# Data Cleanup and Quality Check

**Author:** Diwas Puri (diwas.puri@duke.edu), Duke University

This notebook performs data cleaning on the scraped YBIO dataset.

**Input:** `../data/organizations_final.csv`  
**Output:** `../data/organizations_clean.csv`

In [None]:
import pandas as pd
import numpy as np
import os

# Define paths
INPUT_FILE = '../data/organizations_final.csv'
OUTPUT_FILE = '../data/organizations_clean.csv'

# Load data
print(f"Loading data from {INPUT_FILE}...")
df = pd.read_csv(INPUT_FILE)

initial_count = len(df)
print(f"Initial row count: {initial_count:,}")
display(df.head())

## 1. Remove Exact Duplicates
We remove rows that are identical across all columns.

In [None]:
df_deduped = df.drop_duplicates()
deduped_count = len(df_deduped)
print(f"Rows after removing exact duplicates: {deduped_count:,}")
print(f"Removed: {initial_count - deduped_count:,} rows")

## 2. Remove Repeated Headers
Sometimes scraping artifacts include the header row in the data body.

In [None]:
if 'Name' in df_deduped.columns:
    header_rows = df_deduped[df_deduped['Name'] == 'Name']
    if not header_rows.empty:
        print(f"Found {len(header_rows)} repeated header rows. Removing...")
        df_deduped = df_deduped[df_deduped['Name'] != 'Name']
    else:
        print("No repeated header rows found.")

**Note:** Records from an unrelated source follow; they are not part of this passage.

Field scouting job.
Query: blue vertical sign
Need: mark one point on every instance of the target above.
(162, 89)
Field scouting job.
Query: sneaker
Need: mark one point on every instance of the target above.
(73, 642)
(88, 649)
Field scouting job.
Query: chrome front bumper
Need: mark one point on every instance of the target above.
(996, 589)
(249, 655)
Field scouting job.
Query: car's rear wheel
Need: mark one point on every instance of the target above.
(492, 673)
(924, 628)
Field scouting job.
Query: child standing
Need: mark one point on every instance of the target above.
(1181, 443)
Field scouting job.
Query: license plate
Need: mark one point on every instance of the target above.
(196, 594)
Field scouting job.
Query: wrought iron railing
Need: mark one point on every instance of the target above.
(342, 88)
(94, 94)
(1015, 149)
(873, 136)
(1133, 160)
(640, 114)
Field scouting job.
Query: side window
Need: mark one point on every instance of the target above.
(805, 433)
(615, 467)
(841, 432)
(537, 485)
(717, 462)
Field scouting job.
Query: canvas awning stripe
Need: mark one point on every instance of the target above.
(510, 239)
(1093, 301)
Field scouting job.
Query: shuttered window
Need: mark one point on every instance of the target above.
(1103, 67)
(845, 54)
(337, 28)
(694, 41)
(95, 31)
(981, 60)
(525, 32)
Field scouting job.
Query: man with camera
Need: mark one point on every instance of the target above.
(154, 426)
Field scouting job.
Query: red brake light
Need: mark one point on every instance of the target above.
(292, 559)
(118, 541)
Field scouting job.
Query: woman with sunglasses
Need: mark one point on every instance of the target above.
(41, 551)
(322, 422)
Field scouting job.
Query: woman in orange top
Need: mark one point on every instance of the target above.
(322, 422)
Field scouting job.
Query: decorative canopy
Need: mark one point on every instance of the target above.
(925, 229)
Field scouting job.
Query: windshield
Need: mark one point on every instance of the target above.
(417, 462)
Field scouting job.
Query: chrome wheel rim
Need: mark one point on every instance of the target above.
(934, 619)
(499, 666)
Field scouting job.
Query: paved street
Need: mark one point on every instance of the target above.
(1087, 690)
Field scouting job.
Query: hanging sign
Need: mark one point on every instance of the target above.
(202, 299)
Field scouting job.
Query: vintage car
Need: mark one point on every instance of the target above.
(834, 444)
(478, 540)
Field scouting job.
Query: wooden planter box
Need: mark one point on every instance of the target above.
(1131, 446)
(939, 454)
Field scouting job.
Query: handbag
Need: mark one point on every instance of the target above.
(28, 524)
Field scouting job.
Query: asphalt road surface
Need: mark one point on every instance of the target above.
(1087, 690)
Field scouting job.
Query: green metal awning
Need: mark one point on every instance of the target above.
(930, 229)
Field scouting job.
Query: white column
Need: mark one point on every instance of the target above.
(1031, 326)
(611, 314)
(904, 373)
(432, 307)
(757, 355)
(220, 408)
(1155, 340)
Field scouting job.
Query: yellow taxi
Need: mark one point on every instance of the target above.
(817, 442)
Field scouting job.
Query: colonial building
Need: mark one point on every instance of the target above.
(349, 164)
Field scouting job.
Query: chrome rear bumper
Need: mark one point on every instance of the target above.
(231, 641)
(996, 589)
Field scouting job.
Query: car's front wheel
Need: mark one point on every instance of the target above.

## 3. Check for Duplicate UIDs
Ensure each organization has a unique identifier.

In [None]:
if 'UID' in df_deduped.columns:
    uids = df_deduped['UID']
    dup_uids = uids[uids.duplicated()]
    if not dup_uids.empty:
        print(f"Found {len(dup_uids)} duplicate UIDs.")
        # Keep the first occurrence
        df_deduped = df_deduped.drop_duplicates(subset=['UID'], keep='first')
        print(f"Rows after removing duplicate UIDs: {len(df_deduped):,}")
    else:
        print("No duplicate UIDs found.")

## 4. Standardize Missing Values
Convert empty strings and whitespace to NaN.

In [None]:
df_deduped = df_deduped.replace(r'^\s*$', np.nan, regex=True)
print("Standardized missing values.")

## 5. Save Cleaned Data

In [None]:
print(f"Final row count: {len(df_deduped):,}")
df_deduped.to_csv(OUTPUT_FILE, index=False)
print(f"Cleaned data saved to: {OUTPUT_FILE}")